Hazinesinde borçtan başka bir şey olmayan Osmanlı devleti yıkıntısı üzerine kurulan Türkiye Cumhuriyeti, toprağından bir damlasını satmadan, kimselerden borç almadan, bir taraftan Osmanlının, diğer tarafta yenilmediğimiz halde yenilmiş sayıldığımız birinci Cihan savaşı borçlarını öderken, yapılan işler yanında sizinkiler çocuk oyuncağı kalır. Okuma yazma, hatta sabun kullanma bilmeyen, verem, sıtma, zührevi hastalıklar, trahom gibi bulaşıcı hastalıklardan kahrolan zavallı fakir bir halk. Devletin geliri bu halkın verdiği vergilerdi. İşte o vergilerle o alay ettiğiniz demir ağlar yapıldı. Kısa zamanda elin parmakları sayımında doktorların özverileriyle hastalıkların önü alınmaya çalışılırken neler yapıldı neler!.
Koskoca ülkede bir çimento fabrikası yoktu. O yüzden evler kerpiç denilen çamurla yapılıyordu. Şeker fabrikamız yoktu. Rusya’dan gelen şekerleri bugün gibi hatırlıyorum. Evet şeker fabrikaları, çimento fabrikalar, kâğıt, silah, uçak fabrikası, kumaş fabrikaları kuruldu. Hem de ülkenin batısından doğusuna kadar dağıtıldı bu fabrikalar. Avrupa’dan bize, yenilemekte oldukları fabrikaların eskilerini ucuz fiatla satmak istediler. Eskiyi almak yine geri kalmışlıktır, diye alınmadı. Batıda “Atatürk Fabrikaları” diye adlandırılan o fabrikalar tiyatro, spor, müzik salonları ile bir kültür merkezi, çalışanlara her türlü rahatı sağlayan bir sosyal kurumdu. Ama bu fabrikalarda çalışacak biraz olsun işten anlayan işçimiz, teknisyenimiz, mühendisimiz yok gibiydi. Bunlardan bir kısmı burada bizim insanımızı eğitmek için dışarıdan getirtildi bir kısmı da Rusya’ya eğitilmek üzere gönderildi. İnsanımız o kadar yetenekli idi ki, kısa zamanda gerekli olanları öğrendi ve işleri ele aldı. O yüzden Atatürk, "Türk çalışkandır, zekidir” demiştir. Siz ise başa geçer geçmez alın teri ve büyük bir özveri ile yapılmış o güzel tesisleri satıp satıp yediniz yedirdiniz.

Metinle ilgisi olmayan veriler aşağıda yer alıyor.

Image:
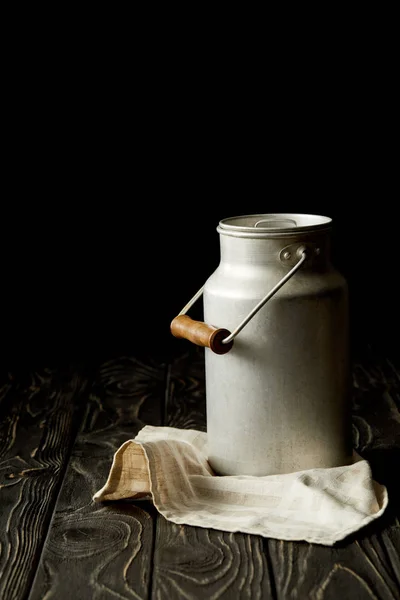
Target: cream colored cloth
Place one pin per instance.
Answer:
(170, 466)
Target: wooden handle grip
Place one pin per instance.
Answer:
(201, 334)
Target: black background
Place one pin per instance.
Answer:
(118, 168)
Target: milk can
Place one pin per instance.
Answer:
(275, 334)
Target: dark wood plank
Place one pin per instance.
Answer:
(96, 550)
(367, 564)
(37, 410)
(194, 562)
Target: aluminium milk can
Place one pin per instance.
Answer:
(275, 333)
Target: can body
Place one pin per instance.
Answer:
(278, 402)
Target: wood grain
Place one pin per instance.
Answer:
(98, 550)
(367, 564)
(37, 410)
(192, 562)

Ülkenin doğusu ve batısı düşman eliyle yanmış yıkılmıştı. Bir taraftan onlar onarılıyor, hastaneler okullar yapılıyor, diğer taraftan Ankara bir başkent olacak şekilde yapılandırılıyordu.
Hemen hemen hiç kara yolu yoktu. Onun için Atatürk, Osmanlı devleti zamanında “ne olurdu her vilayet senede bir kilometre yol yapsaydı, 500 yılda beşer yüz kilometre ile şehirler birbirine bağlanacaktı”, demişti.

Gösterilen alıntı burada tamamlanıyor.